The pace of new qui tam lawsuit filings (cases filed by whistleblowers) slowed slightly.  Only 636 new qui tam cases were filed in FY2019. Over the past ten years, the average number of new qui tam cases filed has been 708 per year, with a peak in FY2013 and 757 newly filed cases. Accordingly, the pace in FY2019 was below-average, and about 16% below the FY2013 peak.  Over the past four years, the number of new qui tam filings dropped each year slightly.  The statistics themselves do not offer any explanation for that trend.  An optimist might see this trend as a positive indication that less fraud is occurring.  A pessimist might see this trend as a worrying sign that whistleblowers are less comfortable coming forward.  A more technical explanation might be that this trend has developed since the Supreme Court’s 2016 decision in Universal Health Services v. United States ex rel. Escobar, 136 S. Ct. 1989 (2016), which clarified the False Claims Act’s “materiality” standard in a way that may be causing attorneys who represent whistleblowers to be more cautious in filing new cases that involve slightly more grey areas of regulation. Or, quite possibly, the trend might be a normal statistical variation signifying nothing at all.

  1. DOJ often declines intervention in cases that eventually result in substantial recoveries for the government and taxpayers.
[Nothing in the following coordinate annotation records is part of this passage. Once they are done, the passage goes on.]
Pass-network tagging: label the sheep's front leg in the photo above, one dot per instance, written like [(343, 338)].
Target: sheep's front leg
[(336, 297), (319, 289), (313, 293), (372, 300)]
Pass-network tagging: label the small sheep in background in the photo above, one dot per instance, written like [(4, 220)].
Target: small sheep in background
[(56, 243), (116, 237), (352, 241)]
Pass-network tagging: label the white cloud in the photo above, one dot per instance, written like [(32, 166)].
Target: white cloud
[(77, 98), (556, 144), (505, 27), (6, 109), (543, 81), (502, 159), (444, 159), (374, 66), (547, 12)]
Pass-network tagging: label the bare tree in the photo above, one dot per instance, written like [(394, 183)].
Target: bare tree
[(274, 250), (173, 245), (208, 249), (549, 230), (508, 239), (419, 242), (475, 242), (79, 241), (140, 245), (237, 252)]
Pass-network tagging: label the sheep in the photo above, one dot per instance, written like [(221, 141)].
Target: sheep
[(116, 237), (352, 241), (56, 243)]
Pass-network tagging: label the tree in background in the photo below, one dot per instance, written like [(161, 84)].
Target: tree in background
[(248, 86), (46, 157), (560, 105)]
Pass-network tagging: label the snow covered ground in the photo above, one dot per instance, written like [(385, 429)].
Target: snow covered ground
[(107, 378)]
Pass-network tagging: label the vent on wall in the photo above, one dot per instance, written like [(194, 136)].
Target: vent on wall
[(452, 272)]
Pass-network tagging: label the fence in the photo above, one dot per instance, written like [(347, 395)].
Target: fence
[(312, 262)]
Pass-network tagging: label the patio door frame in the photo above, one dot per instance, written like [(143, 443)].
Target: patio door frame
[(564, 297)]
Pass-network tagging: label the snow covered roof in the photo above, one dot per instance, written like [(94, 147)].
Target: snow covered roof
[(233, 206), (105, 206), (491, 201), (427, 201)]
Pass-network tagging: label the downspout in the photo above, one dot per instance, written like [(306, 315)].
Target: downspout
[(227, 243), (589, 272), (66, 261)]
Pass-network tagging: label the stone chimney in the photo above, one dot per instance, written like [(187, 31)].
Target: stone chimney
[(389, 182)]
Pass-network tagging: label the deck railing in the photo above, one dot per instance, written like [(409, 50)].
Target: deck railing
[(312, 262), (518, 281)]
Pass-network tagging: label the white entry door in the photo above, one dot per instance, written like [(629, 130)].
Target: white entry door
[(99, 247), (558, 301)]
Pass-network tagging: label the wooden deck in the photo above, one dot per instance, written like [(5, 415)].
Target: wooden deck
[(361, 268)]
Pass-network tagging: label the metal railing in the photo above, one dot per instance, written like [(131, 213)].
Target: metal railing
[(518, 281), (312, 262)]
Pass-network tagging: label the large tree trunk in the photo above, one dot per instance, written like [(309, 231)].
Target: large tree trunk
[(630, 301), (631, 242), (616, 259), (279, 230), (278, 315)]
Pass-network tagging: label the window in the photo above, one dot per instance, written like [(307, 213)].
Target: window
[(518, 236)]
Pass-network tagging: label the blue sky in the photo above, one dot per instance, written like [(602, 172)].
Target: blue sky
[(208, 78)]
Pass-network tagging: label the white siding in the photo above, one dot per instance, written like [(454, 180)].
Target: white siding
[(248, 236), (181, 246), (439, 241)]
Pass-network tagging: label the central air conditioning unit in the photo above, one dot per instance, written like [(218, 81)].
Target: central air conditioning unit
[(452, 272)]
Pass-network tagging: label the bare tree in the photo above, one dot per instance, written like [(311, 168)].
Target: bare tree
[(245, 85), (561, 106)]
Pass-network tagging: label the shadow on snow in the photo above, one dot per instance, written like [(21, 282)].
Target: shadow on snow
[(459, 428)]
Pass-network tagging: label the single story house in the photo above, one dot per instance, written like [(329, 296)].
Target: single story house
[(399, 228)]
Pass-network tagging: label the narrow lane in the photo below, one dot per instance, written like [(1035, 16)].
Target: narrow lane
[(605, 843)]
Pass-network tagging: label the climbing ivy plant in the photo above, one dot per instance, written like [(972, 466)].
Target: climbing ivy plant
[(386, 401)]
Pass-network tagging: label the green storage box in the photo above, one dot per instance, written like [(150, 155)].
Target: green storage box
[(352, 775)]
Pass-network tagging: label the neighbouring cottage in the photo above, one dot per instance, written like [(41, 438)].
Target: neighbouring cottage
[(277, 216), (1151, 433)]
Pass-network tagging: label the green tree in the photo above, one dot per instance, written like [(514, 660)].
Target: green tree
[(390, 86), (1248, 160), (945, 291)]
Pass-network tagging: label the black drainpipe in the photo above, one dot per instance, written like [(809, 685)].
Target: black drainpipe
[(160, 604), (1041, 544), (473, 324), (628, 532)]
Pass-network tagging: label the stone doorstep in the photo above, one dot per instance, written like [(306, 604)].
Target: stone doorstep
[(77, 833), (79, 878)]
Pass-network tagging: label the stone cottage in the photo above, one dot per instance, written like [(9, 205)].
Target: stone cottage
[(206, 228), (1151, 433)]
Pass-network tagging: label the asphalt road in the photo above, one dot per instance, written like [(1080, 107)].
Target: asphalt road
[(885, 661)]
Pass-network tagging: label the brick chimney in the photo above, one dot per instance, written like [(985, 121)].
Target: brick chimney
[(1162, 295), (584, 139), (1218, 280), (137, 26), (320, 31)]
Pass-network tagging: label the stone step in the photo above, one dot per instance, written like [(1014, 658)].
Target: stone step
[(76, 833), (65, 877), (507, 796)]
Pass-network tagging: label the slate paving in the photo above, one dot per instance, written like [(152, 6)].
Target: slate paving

Occasionally, defendants take comfort from DOJ declinations, or judges see declination as a sign that the case is weak. These assertions have never been true, as the FY2019 statistics demonstrate yet again. In FY2019, the federal government recovered $293 million in declined cases. That’s certainly a lot less than the $1.9 billion recovered in intervened cases. But still, $293 million is a significant amount of money to add to the federal coffers, mainly because those are cases where the burden and expense of litigation are being borne by the private whistleblowers and their attorneys, rather than by the government itself.

  1. The False Claims Act works.

Over the past ten years, the federal government has recovered approximately $40.4 billion from False Claims Act lawsuits.  Of that amount, roughly $31 billion has been in qui tam cases that were brought by whistleblowers, which means that 77% of the total recovery has been the result of these cases.  The “public-private partnership” of the Department of Justice and citizen whistleblowers at the heart of the False Claims Act is far and away from the most cost-effective fraud-fighting tool ever implemented.  This model works, and it works incredibly well.